Right now at Station Nord, at the top of the icy continent, it's 10C. Nord is 81 degrees north - inside the Arctic Circle. The WMO said on Wednesday Constable Pynt, 70 degrees north, measured a high of 23.2C and Danmarkshavn, 76 degrees north, got to 19.8C - a new record.
For comparison Auckland is much closer to the equator at 37 degrees south, and has an average winter high of about 10C - but we're not meant to be covered in ice.
An image from the European Space Agency's Copernicus satellite, tweeted by the WMO, shows "sediment discharge from ice melt" is clearly visible from space.
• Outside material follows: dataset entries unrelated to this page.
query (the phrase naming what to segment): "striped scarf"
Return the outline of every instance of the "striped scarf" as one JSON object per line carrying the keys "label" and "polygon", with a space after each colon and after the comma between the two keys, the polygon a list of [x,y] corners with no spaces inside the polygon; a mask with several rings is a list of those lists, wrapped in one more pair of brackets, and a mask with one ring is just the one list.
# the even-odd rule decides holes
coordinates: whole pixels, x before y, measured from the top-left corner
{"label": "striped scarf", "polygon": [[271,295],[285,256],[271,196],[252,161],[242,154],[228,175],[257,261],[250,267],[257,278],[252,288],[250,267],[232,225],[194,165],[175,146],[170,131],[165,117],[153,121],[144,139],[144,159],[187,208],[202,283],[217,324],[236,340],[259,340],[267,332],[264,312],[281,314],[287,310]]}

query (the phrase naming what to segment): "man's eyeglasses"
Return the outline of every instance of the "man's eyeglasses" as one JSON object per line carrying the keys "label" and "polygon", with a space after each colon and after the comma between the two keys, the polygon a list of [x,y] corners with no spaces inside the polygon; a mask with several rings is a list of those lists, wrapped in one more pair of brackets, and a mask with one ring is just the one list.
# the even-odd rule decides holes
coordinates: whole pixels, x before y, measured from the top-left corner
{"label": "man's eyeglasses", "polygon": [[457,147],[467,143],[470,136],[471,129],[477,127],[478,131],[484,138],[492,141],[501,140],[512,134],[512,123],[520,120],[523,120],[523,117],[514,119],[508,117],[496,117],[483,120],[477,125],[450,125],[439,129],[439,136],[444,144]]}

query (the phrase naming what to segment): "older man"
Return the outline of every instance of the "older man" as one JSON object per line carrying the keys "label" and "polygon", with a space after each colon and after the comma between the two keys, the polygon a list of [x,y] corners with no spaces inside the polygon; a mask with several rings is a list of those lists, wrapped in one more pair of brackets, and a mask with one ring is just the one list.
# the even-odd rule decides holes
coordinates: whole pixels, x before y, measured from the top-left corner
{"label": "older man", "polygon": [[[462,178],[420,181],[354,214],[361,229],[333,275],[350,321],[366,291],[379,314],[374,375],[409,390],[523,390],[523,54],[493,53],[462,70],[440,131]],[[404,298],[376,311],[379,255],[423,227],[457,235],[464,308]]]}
The same satellite on the same day captured images of large fires in Russia's Siberia region, which is usually covered in permafrost.
The warning on Greenland comes the same week 14,000 scientists warned there would be "untold suffering" if climate change isn't tackled urgently.
"There has been an unprecedented surge in climate-related disasters since 2019, including devastating flooding in South America and southeast Asia, record shattering heat waves and wildfires in Australia and the western United States, an extraordinary Atlantic hurricane season, and devastating cyclones in Africa, south Asia, and the west Pacific," the paper, published in journal BioScience, reads.
"There is also mounting evidence that we are nearing or have already crossed tipping points associated with critical parts of the Earth system, including the west Antarctic and Greenland ice sheets, warm-water coral reefs, and the Amazon rainforest."
If the Greenland ice sheet melted completely, it would raise sea levels 7m. The more that melts, the less highly reflective ice there is to bounce heat back into space, so more is absorbed - speeding up the process.